Albert não estava sentindo-se confortável aturando as brincadeiras de mal gosto de Leo, e decidiu sentar-se junto a garota. Tentou puxar conversa, fazer graça, mas nada adiantava, os olhos da garota permaneciam fixados no livro que à todo lugar carregava. De repente, um verto forte atingiu onde estavam, o que fez voar a franja chocolate da garota, que revelou... um olho vermelho... com uma pupila de um pentagrama. Assustada, a garota pôs-se a cobrir o olho novamente tirando as mãos do livro.

Recomposta do susto, com Albert ainda estático olhando para ela, voltou sua atenção ao livro. Havia perdido a página em que estava. Com a face estampada de dor, a única que ele já havia visto até hoje, ela se levantou e correu em direção à outra árvore.

Naquele momento, Albert havia sentido um misto de terror e culpa. Será que ela havia chorado por ter perdido a linha da história que tanto amava? O que era aquele olho vermelho estranho? Será alguma doença que ela tinha vergonha? Não sabia responder, como também, não queria mais dirigir suas palavras à garota a não ser que ela falasse com ele. E lá estava ela, lendo o mesmo livro de dois anos atrás.

Mesmo com o susto que havia levado naquele dia, para Albert, ainda era bem melhor sentar-se ao lado da garota com o olho vermelho do que ao lado de Leo, onde sofria uma ameaça constante.

Senhora Lyrol serviu-lhe o café que prometera. Albert, antes de tomá-lo, cheirou a bebida escura procurando evitar qualquer acidente com pimentas, como já ocorrera uma vez.

– Não se preocupe! – Disse Senhora Lyrol – Eu não colocaria pimenta no café do meu menininho, pelo menos não no dia de hoje!

No dia de... É verdade! Era seu aniversário! Como poderia ter esquecido?

– E o que eu devo dar de aniversário para o meu irmãozinho este ano? – Perguntou Leo pensativo – Você sabe, minhas ideias se esgotaram...

Leo era do tipo brincalhão. Possuía cabelos loiros rebeldes que chegavam aos ombros e olhos azuis bem claros. Era o mais velho dos três, apesar de possuir a mentalidade de uma criança de acordo com Albert.

Dois anos atrás, em seu aniversário de 14 anos, ele lhe dera uma meia, somente uma, a qual Albert guardara no fundo da gaveta com ódio. No ano seguinte ele lhe dera uma meia igual e lhe disse: Veja, agora poderá formar um par!
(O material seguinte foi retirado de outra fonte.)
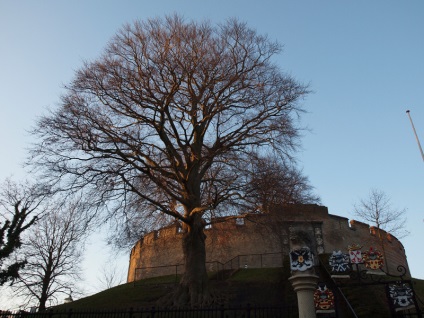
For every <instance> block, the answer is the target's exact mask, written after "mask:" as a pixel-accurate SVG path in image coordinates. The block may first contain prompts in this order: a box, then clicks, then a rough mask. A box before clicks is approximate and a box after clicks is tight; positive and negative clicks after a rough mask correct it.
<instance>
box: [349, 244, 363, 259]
mask: <svg viewBox="0 0 424 318" xmlns="http://www.w3.org/2000/svg"><path fill="white" fill-rule="evenodd" d="M361 248H362V246H360V245H359V244H352V245H349V246H348V249H349V257H350V262H351V263H352V264H362V263H363V259H362V252H361Z"/></svg>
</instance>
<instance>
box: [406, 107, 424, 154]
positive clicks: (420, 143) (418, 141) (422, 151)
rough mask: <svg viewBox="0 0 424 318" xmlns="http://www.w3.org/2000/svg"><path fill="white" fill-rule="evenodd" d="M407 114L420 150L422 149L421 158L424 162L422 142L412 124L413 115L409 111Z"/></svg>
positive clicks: (413, 123)
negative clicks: (422, 158) (413, 131)
mask: <svg viewBox="0 0 424 318" xmlns="http://www.w3.org/2000/svg"><path fill="white" fill-rule="evenodd" d="M406 113H407V114H408V117H409V120H410V121H411V125H412V130H413V131H414V135H415V139H417V144H418V148H420V152H421V157H422V158H423V161H424V152H423V148H421V143H420V140H419V139H418V135H417V132H416V131H415V126H414V123H413V122H412V118H411V114H410V113H409V110H407V111H406Z"/></svg>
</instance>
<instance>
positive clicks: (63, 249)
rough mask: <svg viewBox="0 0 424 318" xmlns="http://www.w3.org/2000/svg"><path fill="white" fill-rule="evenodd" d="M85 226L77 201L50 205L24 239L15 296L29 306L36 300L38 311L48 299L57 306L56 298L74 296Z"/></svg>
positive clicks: (43, 306) (84, 222) (80, 205)
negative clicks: (21, 297) (24, 265)
mask: <svg viewBox="0 0 424 318" xmlns="http://www.w3.org/2000/svg"><path fill="white" fill-rule="evenodd" d="M87 225H88V222H87V219H86V218H85V217H84V206H83V205H81V204H80V203H79V202H74V201H71V202H67V203H63V202H59V203H54V204H51V205H50V206H49V207H48V208H47V213H46V215H45V216H43V217H42V218H41V219H40V220H39V221H38V222H37V224H36V225H35V226H34V227H32V228H31V229H30V231H29V235H28V236H27V238H26V240H25V246H24V247H23V253H24V255H25V258H26V265H25V267H24V268H23V269H22V270H21V273H20V277H19V278H18V280H17V282H16V284H15V285H14V286H13V289H14V291H15V293H17V294H19V295H20V296H23V297H25V299H26V302H27V303H28V304H29V303H33V302H34V301H36V302H37V303H38V308H39V310H40V311H43V310H45V309H46V304H47V301H48V300H55V301H56V303H57V297H58V296H59V295H62V296H63V295H69V294H70V293H71V292H74V293H75V292H76V291H77V290H78V287H77V285H76V283H77V282H78V280H80V279H81V276H80V274H81V268H80V263H81V261H82V257H83V250H84V238H85V237H86V235H87V234H88V228H87Z"/></svg>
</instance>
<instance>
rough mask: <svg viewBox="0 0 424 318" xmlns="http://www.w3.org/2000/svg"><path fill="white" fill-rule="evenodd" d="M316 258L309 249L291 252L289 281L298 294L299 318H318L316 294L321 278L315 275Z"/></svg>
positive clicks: (297, 295) (293, 250)
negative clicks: (315, 301) (291, 272)
mask: <svg viewBox="0 0 424 318" xmlns="http://www.w3.org/2000/svg"><path fill="white" fill-rule="evenodd" d="M313 265H314V257H313V254H312V253H311V251H310V249H309V248H308V247H302V248H301V249H297V250H293V251H292V252H290V268H291V270H292V276H291V277H290V278H289V281H290V282H291V283H292V286H293V289H294V291H295V292H296V294H297V304H298V308H299V318H316V313H315V303H314V292H315V290H316V288H317V283H318V279H319V277H318V276H317V275H315V272H314V269H313Z"/></svg>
Apesar de possuir um temperamento irritante e uma queda por brincadeiras de mal gosto, Leo era extremamente mulherengo, não havia uma garota na vila que ele já não houvesse cantado, não... na verdade havia sim... E ela estava sentada bem ao lado de Albert.

– Por que não me dá uma luva? E quem sabe no ano que vem você me dá o par? – Disse Albert.

_ Não... Acho que este ano lhe darei um relógio, assim talvez você não se atrase mais para o café. – Respondeu Leo sorrindo.

Albert apertou os punhos com raiva. Estava furioso com o comentário de Leo, mas era infelizmente verdade. Al possuía um certo talento em se atrasar para tudo.

– Leo, pare de zombar com Al pelo menos hoje! – Disse Senhora Lyrol dando um peteleco na testa do garoto loiro.

– O que eu posso fazer se é verdade, Senhora Lyrol?

Albert terminou seu café da manhã correndo ao perceber que Morgana e Leo já haviam deixado a mesa e ido a escola sem ele. Pegou sua bolsa e saiu correndo porta à fora.

– Al! Terminando a aula, venha direto para casa! Tenho uma surpresa para você! – Gritou Sra. Lyrol.

– Pode deixar! – Respondeu o garoto sorridente.

Ele não sabia, mas a surpresa que ele encontraria seria bem diferente da que ele imaginava.